At the same time model management includes all the requirements of more traditional applications such as API development and versioning, package management, containerization, reproducibility, scale, monitoring, logging and more.

The objective of this article is to propose a repeatable pipeline to make your life easier and make iterations faster. I think this quote captures the spirit pretty well.

We don’t deploy one model, we deploy the process for repeatedly making more. When you deploy a ML model into production you are not saying “this is the best model and we should use it forever”. What it actually means is deploying the pipeline for model building and making it more repeatable.

Juliet Hougland

How Did We Get Here

This year we have seen the rise of machine learning platforms, just at Strata we have seen the tide change from data storage solutions, to SQL engines for data in those storage solutions, to Spark, to data science platforms to the now popular machine learning platforms. The difference are between some of those is quite subjective and a combination of these tools tailored for your use-case is needed to achieve good results.

In the same way that Google released the MapReduce and other papers for the rest of the world to follow the years after with the Hadoop ecosystem, tooling from Google and other big tech companies has come up to solve the Machine Learning problem. I even connect this in a way with Kubernetes, that was so young 2 years ago and has become a key part of every cloud provider offering right now, at this point it would be dumb to not bet on the CNCF stack. Projects also includes TensorFlow and more recently KubeFlow that provides more guidance on a combination of tools.

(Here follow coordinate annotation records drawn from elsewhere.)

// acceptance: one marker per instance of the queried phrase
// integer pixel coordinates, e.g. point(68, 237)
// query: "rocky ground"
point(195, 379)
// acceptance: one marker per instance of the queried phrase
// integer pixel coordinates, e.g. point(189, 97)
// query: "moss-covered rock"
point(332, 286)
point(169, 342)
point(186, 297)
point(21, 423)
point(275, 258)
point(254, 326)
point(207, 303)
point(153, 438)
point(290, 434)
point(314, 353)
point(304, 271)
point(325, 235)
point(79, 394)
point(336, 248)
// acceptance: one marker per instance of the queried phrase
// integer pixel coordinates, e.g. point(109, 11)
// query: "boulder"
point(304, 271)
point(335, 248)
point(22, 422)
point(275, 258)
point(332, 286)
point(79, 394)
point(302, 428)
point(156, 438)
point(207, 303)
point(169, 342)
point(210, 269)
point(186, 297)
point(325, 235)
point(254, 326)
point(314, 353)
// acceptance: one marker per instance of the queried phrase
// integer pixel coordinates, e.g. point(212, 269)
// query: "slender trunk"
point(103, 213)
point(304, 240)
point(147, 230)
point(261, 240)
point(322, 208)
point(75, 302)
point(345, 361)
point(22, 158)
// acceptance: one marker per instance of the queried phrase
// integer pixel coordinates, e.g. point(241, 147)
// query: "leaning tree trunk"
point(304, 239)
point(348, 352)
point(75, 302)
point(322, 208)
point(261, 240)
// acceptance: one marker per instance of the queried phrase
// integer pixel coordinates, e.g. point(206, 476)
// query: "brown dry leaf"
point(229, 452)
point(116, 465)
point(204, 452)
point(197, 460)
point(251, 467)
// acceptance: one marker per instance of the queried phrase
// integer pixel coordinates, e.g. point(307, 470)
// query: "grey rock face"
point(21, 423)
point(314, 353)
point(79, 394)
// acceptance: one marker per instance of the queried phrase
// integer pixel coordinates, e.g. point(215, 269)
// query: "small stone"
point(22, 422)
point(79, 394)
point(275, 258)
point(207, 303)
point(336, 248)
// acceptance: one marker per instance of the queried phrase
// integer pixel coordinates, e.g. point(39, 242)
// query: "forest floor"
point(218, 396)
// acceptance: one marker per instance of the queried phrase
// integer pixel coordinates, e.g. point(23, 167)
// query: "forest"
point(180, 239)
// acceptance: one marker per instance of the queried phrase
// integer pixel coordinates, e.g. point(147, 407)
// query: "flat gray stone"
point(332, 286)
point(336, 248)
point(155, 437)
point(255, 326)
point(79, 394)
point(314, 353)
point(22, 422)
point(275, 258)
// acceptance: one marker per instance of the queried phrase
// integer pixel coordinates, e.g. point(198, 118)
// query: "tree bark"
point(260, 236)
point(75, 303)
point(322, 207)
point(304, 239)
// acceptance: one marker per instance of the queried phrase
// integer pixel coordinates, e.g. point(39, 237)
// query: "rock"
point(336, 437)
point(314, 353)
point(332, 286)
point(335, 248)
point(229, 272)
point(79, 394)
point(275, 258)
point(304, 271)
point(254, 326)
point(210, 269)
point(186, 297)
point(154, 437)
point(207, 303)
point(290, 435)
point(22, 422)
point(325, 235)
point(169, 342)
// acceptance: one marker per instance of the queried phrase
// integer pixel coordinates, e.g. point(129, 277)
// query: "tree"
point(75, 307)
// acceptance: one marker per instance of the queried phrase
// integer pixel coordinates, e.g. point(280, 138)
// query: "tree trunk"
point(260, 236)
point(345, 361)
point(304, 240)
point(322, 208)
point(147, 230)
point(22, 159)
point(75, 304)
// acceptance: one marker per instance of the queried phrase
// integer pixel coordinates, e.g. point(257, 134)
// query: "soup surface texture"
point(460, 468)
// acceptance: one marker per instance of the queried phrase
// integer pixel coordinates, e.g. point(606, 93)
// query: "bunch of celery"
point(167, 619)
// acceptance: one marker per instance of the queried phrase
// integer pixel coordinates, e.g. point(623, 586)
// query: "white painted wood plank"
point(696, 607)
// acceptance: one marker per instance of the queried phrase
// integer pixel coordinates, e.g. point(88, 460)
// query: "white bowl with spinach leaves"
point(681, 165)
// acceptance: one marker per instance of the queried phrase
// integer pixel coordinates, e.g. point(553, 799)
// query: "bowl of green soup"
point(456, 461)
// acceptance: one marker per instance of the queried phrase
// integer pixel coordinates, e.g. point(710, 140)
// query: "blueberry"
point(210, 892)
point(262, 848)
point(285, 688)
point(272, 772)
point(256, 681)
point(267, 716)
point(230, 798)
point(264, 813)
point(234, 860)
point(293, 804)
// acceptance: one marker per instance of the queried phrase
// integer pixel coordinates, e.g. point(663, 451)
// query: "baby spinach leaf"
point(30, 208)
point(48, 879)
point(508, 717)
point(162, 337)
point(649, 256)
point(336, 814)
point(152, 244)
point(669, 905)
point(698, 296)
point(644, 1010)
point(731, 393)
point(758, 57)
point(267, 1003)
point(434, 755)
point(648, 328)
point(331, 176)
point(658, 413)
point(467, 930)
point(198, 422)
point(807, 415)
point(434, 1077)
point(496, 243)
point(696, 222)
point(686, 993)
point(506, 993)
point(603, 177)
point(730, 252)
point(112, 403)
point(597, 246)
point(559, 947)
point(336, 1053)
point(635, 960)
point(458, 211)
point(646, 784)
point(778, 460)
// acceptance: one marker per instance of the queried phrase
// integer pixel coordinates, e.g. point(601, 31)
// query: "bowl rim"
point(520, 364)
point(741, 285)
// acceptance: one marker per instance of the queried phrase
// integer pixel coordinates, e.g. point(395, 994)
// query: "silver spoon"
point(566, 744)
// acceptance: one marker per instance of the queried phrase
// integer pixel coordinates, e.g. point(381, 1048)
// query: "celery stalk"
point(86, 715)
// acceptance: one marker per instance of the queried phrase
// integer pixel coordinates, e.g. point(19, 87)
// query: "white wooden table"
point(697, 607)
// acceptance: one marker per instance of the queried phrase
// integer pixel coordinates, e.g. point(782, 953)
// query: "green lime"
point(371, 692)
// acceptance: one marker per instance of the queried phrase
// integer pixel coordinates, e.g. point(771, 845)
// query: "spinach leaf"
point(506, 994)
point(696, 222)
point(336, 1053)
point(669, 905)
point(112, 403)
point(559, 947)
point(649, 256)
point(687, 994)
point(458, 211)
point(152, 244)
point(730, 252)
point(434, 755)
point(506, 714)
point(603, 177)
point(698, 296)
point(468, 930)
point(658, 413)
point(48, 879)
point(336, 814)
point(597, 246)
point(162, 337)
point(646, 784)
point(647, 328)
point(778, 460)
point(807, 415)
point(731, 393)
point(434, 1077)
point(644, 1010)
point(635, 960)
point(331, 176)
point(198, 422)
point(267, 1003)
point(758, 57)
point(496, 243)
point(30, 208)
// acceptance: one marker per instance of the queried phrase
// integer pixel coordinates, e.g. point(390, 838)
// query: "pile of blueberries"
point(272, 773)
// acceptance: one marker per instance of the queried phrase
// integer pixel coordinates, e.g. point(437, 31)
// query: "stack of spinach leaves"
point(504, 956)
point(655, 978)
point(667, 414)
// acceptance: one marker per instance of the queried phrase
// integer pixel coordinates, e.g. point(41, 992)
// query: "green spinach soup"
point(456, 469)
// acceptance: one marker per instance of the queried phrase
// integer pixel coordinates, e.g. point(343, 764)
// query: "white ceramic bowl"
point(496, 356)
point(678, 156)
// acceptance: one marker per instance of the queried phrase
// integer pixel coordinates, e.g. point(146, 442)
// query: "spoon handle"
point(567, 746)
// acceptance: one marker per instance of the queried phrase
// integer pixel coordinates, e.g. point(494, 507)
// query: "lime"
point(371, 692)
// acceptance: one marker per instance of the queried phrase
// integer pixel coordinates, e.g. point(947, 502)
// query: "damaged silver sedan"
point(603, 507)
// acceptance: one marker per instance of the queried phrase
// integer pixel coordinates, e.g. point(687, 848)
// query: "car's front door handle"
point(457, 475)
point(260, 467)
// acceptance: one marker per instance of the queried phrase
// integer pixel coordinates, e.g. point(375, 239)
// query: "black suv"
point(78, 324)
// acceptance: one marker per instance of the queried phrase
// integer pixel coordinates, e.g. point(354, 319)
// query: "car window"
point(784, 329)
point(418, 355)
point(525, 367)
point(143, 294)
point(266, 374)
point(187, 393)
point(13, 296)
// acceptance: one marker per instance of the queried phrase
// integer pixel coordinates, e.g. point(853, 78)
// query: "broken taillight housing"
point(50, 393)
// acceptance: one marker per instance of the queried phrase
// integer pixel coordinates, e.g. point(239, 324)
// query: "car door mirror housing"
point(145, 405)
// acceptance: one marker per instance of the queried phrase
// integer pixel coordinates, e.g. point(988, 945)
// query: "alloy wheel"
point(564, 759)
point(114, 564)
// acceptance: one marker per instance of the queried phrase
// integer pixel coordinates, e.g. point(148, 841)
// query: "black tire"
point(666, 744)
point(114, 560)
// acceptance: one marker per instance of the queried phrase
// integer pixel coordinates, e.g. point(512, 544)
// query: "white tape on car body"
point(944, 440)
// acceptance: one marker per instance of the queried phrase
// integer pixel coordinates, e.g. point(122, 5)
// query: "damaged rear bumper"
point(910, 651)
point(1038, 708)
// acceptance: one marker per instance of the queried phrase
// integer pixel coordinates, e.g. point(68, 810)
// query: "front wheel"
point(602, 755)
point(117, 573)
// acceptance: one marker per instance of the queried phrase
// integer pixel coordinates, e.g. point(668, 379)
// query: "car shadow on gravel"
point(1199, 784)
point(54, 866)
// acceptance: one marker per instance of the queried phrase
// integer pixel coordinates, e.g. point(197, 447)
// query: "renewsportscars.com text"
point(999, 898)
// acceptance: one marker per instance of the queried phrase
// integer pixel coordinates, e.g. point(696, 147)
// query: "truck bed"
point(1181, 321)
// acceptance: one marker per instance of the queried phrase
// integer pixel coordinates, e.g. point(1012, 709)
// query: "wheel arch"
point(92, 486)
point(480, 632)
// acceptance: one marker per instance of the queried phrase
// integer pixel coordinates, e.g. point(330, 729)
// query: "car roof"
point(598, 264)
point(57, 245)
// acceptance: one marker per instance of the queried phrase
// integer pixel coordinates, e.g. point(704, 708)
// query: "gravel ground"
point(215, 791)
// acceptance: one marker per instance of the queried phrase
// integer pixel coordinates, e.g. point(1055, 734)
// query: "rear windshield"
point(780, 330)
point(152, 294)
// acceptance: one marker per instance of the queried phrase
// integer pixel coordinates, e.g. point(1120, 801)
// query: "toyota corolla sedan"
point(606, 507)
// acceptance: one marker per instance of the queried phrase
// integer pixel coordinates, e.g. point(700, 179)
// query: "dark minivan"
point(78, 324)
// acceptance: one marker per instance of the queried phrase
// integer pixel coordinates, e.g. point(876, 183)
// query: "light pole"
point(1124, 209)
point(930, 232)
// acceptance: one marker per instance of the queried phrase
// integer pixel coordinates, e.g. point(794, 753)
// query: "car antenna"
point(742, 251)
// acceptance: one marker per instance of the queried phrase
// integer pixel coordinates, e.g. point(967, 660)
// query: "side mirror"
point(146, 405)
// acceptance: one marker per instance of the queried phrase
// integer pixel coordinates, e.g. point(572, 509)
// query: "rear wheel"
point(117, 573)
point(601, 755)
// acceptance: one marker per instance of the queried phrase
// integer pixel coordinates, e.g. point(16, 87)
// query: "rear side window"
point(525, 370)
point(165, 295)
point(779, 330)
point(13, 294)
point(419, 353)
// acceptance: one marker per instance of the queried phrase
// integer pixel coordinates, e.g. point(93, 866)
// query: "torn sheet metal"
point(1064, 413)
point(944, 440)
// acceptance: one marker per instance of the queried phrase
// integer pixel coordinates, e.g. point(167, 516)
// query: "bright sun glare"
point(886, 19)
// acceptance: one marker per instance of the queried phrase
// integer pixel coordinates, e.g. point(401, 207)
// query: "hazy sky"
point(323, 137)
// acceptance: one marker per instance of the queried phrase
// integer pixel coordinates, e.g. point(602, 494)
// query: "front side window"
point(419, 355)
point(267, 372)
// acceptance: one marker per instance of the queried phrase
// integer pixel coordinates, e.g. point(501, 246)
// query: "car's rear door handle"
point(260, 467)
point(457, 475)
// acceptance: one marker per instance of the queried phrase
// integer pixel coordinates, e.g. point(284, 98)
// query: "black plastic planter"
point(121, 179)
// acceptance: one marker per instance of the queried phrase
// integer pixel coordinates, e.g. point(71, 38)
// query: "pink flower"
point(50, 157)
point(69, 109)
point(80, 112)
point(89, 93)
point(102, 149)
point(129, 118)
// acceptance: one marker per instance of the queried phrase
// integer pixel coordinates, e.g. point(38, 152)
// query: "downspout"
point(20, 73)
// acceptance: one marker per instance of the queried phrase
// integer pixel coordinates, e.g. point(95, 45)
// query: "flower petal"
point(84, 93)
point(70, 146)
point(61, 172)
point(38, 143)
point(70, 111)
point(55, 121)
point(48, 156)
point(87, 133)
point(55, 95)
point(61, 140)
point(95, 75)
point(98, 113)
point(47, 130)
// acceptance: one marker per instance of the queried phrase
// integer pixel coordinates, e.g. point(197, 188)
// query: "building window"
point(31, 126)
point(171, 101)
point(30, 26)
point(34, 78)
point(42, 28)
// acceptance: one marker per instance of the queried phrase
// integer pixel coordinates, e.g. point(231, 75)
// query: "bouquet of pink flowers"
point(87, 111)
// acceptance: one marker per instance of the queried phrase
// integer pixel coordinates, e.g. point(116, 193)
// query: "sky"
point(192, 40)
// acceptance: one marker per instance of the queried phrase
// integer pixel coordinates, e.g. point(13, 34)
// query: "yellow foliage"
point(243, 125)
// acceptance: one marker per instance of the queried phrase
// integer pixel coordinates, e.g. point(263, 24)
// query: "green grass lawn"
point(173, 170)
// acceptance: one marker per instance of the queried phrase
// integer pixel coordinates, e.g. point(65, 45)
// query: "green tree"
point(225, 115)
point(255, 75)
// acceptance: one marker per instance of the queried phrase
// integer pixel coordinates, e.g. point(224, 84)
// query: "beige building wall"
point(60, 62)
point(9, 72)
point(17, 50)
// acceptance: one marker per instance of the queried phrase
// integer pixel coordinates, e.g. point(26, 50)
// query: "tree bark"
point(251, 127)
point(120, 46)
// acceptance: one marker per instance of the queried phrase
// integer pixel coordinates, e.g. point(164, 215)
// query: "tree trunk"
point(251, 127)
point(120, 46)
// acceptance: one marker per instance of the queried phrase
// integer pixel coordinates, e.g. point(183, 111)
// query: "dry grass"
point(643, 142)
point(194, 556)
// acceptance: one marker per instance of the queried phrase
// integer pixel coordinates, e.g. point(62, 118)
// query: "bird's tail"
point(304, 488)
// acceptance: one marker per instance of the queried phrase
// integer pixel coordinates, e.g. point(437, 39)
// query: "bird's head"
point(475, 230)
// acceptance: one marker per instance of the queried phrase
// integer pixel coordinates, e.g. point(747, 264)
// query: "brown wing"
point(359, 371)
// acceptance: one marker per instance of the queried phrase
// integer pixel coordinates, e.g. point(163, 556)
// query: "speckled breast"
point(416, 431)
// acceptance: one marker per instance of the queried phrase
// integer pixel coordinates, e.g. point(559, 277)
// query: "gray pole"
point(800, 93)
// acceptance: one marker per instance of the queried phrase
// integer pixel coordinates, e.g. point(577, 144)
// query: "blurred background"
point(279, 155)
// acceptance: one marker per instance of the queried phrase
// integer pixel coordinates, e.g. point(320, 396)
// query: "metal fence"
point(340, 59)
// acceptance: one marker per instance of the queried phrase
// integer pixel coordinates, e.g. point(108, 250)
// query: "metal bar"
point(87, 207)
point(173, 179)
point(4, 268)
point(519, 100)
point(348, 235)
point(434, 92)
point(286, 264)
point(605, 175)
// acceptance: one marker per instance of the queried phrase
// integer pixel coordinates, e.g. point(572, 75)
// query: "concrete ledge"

A ML model has a lot of different requirements, for development/training you need GPUs, packaging is more complicated that just a JAR file since there is no one language you can use for everything, you need Python, R with other parts written in C and C++. The application went from 10s of Mb to +100s of Mb since models have a lot of data inside of them. They went from endpoints being basically database operations that took a couple of milliseconds to smarter operation that make predictions but take longer to execute, require more CPU and more RAM.

At the same time the traditional requirements of logging, monitoring, security, scalability and others that more traditional applications have are also needed for this new types of applications. If you did A/B testing for experimenting with sections on a website you will now do A/B testing for all your ML models to see which one is performing better with real data. If you scaled a Node web server you now need to scale a TensorFlow Serving server, and so on. At the same time development of the ML models is also much more complex and takes more time since it requires testing combinations of algorithms, features and more variables.

You can get so much value from ML compared to traditional applications but the investment you need to do is huge in many areas.

This Experiment

This articles explores the combination of a couple of new technologies for model management to provide a pipeline that solves three primary groups of problems:

Distributed hyper-parameter training, that could also be used to actual distributed training: Polyaxon
A container image building pipeline that uses s2i: Argo
Deployment of a model that can handle single or more complex deployments: Seldon

The final output is a ML pipeline that trains multiple models, explore the metrics to (manually) pick the best, package the model as a docker image and deploys it as a REST API.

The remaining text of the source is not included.